Parte del plantel de los campeones de México 86 visitó Salta. Estuvieron presentes, con motivo del lanzamiento del Campeonato de Fútbol de los Barrios, el gobernador de Salta, Juan Manuel Urtubey, el vicegobernador Miguel Isa y el Presidente de la Cámara de diputados, Manuel Santiago Godoy

Quizás para los Millennials sean un grupo de “viejos” con la camiseta de la Selección argentina, corriendo detrás de una pelota, pero ante las generales de la ley son los dueños de la hazaña más grande de la historia del deporte argentino. Se trata nada más ni nada menos que de los futbolistas que trajeron la Copa Mundial FIFA al país por última vez. Desde entonces ningún otro combinado albiceleste pudo lograrlo.

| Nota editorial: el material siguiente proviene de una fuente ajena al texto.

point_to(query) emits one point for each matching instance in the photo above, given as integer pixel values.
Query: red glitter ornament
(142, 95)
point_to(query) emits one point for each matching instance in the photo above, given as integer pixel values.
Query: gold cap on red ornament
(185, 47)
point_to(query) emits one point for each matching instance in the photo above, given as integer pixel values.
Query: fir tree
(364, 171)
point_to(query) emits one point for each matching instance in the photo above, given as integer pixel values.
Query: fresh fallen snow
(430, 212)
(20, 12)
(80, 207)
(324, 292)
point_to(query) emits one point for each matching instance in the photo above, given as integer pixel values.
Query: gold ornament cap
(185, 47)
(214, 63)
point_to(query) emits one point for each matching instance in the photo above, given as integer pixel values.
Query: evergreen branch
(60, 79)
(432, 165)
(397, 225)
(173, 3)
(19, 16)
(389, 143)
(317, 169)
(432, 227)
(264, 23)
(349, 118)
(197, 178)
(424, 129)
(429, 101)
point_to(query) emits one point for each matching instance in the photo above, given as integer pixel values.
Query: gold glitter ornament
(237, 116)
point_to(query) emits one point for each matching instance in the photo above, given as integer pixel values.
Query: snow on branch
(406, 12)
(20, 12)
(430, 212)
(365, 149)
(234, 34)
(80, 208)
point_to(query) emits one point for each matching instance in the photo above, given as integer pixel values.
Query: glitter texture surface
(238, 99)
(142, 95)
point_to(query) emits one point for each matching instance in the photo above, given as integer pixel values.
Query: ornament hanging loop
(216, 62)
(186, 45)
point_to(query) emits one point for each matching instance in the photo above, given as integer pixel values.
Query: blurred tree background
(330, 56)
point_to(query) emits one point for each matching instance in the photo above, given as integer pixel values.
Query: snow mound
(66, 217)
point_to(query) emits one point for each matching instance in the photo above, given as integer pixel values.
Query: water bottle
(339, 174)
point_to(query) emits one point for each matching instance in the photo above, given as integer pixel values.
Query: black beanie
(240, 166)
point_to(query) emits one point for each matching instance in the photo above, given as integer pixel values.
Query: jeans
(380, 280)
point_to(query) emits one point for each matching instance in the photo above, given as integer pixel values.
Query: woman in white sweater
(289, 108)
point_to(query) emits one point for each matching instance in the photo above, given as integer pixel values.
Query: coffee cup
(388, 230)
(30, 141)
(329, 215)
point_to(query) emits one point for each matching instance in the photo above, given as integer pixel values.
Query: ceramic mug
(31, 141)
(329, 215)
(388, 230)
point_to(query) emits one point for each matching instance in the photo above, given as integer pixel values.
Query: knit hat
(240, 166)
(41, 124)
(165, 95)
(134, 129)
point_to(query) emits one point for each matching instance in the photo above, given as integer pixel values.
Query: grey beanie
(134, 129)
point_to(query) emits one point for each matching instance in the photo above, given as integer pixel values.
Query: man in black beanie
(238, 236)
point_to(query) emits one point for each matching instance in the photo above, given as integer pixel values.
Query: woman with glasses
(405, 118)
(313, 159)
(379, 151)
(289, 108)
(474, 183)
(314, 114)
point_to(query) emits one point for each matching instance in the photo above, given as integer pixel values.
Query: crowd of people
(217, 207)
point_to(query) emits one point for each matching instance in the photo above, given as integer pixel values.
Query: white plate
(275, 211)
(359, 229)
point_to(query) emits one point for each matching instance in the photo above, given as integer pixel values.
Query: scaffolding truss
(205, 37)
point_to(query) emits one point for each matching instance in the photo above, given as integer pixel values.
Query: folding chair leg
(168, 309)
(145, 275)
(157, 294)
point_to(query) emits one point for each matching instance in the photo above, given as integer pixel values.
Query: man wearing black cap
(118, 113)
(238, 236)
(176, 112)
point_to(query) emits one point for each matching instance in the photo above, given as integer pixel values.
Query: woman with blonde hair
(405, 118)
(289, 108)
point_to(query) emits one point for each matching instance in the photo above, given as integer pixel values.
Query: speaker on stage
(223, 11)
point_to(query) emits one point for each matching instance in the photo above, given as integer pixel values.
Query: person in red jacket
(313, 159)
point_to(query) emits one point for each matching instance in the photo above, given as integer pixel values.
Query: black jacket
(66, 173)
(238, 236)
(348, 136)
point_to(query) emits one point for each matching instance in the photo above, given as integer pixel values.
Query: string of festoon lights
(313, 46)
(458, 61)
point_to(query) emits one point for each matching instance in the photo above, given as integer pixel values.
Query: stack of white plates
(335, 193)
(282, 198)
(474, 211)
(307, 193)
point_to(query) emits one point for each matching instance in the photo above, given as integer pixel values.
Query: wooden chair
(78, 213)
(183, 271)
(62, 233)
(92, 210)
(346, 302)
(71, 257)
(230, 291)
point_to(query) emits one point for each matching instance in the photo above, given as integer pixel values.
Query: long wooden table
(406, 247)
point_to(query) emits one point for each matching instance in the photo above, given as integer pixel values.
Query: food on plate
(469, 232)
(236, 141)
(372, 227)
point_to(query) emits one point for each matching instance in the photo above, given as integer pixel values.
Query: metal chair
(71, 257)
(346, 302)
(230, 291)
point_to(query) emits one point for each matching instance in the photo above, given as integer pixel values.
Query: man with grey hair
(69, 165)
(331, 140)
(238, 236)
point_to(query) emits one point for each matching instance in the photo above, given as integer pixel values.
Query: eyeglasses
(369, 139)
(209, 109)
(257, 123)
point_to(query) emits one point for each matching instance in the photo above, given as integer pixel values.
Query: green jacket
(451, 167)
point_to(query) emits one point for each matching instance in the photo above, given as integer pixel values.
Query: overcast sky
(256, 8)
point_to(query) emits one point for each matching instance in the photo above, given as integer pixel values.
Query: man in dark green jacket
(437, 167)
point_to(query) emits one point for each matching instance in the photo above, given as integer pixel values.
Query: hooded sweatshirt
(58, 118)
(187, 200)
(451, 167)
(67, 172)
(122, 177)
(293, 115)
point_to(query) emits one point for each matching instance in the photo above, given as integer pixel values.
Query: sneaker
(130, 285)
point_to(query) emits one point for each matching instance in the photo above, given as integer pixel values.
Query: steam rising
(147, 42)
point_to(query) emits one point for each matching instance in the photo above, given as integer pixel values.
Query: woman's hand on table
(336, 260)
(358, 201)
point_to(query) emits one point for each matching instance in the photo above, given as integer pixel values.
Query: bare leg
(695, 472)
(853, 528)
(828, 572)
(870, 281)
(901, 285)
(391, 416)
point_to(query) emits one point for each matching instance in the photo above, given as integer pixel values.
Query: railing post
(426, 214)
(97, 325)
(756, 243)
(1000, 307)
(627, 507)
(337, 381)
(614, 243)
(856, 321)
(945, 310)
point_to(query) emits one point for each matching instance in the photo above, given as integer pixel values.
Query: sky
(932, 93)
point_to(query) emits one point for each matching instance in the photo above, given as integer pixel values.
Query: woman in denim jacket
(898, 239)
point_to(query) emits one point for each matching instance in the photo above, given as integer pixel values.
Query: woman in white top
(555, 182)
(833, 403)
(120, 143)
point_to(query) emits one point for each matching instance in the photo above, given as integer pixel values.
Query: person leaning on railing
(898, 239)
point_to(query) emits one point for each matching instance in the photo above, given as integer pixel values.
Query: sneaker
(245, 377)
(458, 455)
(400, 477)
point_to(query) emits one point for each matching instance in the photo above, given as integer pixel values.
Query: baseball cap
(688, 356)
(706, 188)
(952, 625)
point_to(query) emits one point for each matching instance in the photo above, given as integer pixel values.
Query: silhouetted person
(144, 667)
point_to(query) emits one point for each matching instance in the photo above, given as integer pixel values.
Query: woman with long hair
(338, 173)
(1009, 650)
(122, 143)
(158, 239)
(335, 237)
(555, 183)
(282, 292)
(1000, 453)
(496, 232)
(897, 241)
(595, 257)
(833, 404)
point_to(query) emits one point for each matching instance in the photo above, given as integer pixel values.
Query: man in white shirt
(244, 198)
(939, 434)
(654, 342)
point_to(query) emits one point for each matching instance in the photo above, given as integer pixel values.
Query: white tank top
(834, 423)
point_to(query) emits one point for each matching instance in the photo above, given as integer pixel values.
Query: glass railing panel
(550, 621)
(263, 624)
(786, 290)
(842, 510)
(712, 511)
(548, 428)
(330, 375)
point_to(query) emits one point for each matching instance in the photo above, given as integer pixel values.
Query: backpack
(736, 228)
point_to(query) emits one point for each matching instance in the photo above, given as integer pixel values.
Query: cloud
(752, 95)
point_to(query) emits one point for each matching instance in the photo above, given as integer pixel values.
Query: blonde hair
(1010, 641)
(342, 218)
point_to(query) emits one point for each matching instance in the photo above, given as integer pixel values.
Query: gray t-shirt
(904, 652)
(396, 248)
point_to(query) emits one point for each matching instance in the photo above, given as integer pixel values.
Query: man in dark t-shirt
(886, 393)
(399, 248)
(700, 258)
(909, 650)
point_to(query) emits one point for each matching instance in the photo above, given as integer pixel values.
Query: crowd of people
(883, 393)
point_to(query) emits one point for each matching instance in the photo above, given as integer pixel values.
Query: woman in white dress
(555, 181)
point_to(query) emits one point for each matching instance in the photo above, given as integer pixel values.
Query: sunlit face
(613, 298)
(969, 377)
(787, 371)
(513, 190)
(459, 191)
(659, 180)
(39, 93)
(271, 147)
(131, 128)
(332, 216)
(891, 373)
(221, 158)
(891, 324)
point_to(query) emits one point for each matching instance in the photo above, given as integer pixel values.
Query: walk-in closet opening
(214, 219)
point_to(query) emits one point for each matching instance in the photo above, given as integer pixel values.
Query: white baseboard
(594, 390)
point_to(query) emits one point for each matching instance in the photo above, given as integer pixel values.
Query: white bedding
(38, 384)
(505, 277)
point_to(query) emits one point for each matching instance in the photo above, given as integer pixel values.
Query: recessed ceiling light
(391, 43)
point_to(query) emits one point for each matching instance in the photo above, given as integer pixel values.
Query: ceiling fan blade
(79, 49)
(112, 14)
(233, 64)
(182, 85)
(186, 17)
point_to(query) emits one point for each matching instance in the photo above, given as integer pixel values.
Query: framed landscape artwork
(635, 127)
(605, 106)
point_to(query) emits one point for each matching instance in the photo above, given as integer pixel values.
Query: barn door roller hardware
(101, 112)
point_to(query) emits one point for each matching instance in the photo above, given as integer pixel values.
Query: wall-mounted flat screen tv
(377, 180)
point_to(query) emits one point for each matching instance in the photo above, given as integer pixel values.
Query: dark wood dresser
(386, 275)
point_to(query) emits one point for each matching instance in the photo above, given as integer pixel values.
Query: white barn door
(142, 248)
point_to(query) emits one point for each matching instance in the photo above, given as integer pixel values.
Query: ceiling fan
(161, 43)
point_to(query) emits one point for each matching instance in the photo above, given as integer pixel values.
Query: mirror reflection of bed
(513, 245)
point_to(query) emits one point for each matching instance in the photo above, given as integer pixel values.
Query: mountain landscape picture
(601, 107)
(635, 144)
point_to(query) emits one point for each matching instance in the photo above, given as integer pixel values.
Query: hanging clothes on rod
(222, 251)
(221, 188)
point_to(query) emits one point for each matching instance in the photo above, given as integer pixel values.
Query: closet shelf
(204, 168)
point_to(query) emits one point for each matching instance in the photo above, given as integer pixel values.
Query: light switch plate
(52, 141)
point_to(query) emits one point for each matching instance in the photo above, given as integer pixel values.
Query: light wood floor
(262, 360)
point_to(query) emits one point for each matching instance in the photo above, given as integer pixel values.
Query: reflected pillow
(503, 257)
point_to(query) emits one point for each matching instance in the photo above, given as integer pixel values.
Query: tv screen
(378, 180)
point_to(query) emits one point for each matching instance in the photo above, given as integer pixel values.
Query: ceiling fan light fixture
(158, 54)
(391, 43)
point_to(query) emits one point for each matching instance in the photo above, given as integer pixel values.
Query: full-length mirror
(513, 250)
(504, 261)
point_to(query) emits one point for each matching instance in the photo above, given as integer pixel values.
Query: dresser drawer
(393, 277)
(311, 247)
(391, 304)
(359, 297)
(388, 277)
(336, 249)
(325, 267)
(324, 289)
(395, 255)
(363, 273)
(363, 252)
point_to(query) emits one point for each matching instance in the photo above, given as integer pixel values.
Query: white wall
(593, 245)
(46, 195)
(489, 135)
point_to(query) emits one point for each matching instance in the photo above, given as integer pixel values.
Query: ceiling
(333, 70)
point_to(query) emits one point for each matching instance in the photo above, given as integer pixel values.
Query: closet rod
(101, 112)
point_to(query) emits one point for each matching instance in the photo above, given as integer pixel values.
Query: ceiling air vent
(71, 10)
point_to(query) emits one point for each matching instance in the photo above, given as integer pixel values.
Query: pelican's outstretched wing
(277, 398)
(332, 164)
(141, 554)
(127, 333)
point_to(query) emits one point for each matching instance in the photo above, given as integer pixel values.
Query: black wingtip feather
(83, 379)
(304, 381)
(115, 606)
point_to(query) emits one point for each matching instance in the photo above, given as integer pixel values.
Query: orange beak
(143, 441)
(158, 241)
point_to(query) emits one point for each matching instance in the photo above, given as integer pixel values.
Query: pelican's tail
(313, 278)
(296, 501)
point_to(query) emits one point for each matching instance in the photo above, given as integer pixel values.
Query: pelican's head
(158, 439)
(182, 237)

Los campeones de México ’86 estuvieron en Salta y realizaron un partido de exhibición, participando del lanzamiento del Campeonato de los Barrios “Juanito Martínez” 2017-2018. Las actividades se llevaron a cabo en el estadio de la Liga Salteña de Fútbol, en barrio 9 de Julio.

Del evento participaron el gobernador Juan Manuel Urtubey, el vicegobernador Miguel Isa, el presidente de la Cámara de Diputados Manuel Santiago Godoy y el candidato a diputado nacional Andrés Zottos, entre otros.

Obviamente el glorioso plantel que ganara el campeonato mundial no vino en su totalidad, pero estuvieron varias “leyendas” de aquel mítico conjunto.  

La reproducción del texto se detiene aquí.